Asrai hurried down out the front door and down the street two blocks to reach Rassenwell’s Magic Shop. A bell tinkled when she opened the door to the musty, incense-scented air of her grandfather’s shop.
“Asrai,” an old man’s voice said with relief. “You’re here!”
“Grandfather, why wouldn’t I come?” Asrai frowned with mock-admonishment. “What’s the message? Grace said that you were in a hurry.” She looked carefully at her grandpa. He was as short and tubby as ever, with that same half-plucked-looking beard and overly long eyebrows. But his eyes, normally alert and happy, were harried. Worried. “What’s wrong?”
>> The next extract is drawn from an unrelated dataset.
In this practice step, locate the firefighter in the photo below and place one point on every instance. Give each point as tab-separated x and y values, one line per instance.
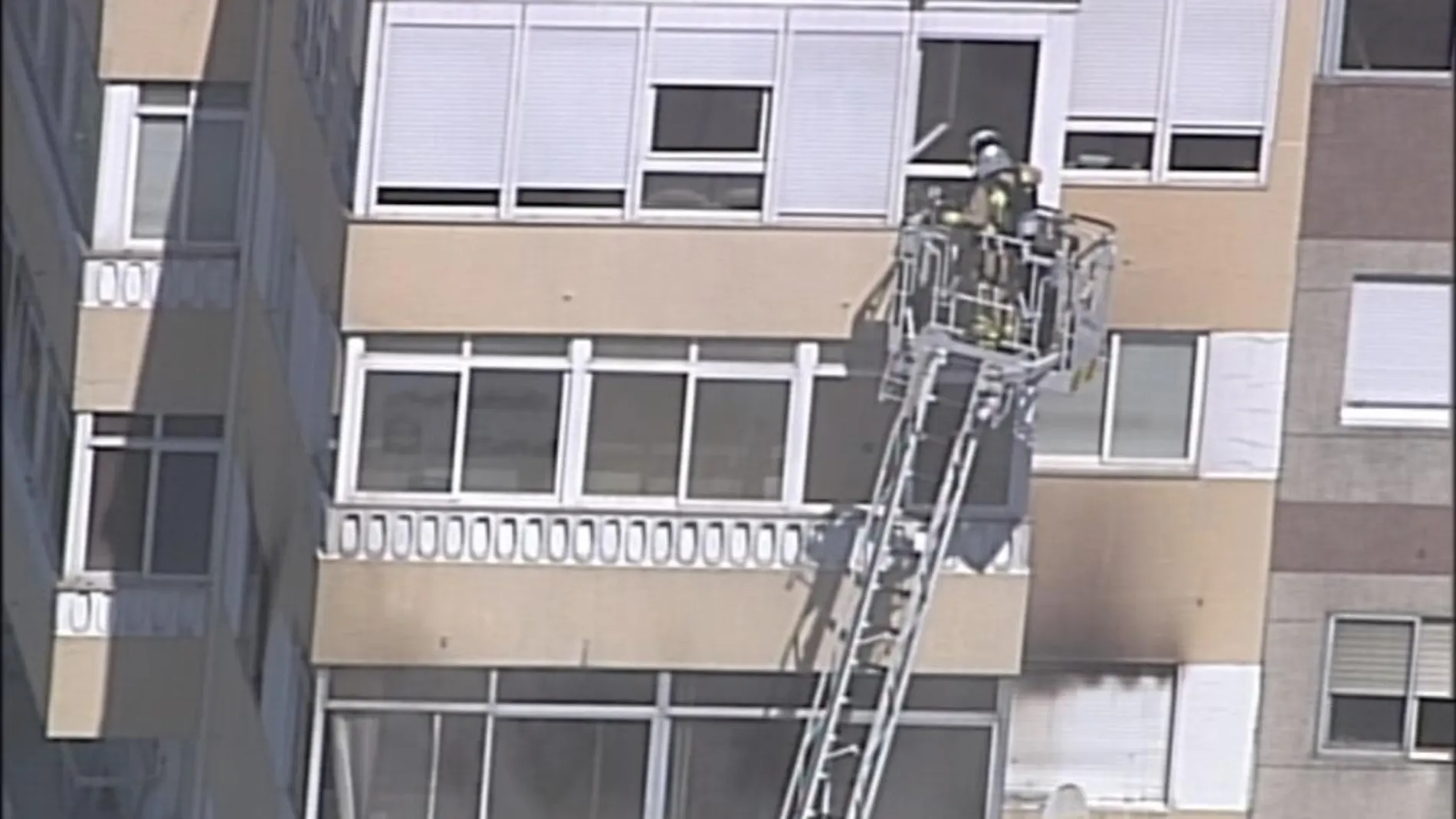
1002	202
“I received a message,” he breathed. Asrai didn’t get it.
“What’s so special about that?”
“It was from the Silver City,” the old man whispered. Asrai froze in her tracks.
“Connaught? What? You have got to be kidding me, Grandfather.” Her voice turned bitter now. “They excommunicated me, you, and Grandmother, remember? I was lucky to still have my head thanks to that-“Now her grandfather’s eyes truly looked frightened. He looked like he had seen a demon, or an angel.
“Now what?” Asrai was, internally, going hysterical. She turned around to find a figure in the doorway. The figure looked like Grace, figure-wise. But where Grace’s hair was translucent, this woman’s hair was platinum blonde and quite solid. Her white, lacy satin dress billowed even without wind. Asrai’s eyes picked up the wing-shaped shimmers on the woman’s back. The woman’s full mouth curved up into a snake’s smile.
“Long time no see, sister.”
“Get out,” Asrai spat through her teeth. “Get out, Asparas, and never come back!”
“It’s Cliodhna now. My, my,” Cliodhna wrinkled her nose at her sister. “Aren’t we touchy?”
“You could put it that way,” Asrai sneered. “Another way would be a slimy, lowlife, backstabbing little b-“
“Uh-uh,” Cliodhna said lightly. “Language, big sister.”
“So now you finally acknowledge our relation? I thought that I was excommunicated. Annihilated. As good as dead.” Asrai repeated Cliodhna’s little rant from ten years before.
“You’re right,” Cliodhna shrugged. “I am not a blood relative anymore.”
“Give me one reason to let you stay intact,” Asrai said quietly. Cliodhna glanced at the energy crackling in her sister’s palm and threw her golden head back to laugh. She leaned in, her breath tickling Asrai’s earlobe. So soft that Asrai wasn’t sure if she had heard right, Cliodhna whispered, “I know a way for you to revoke your banishment.”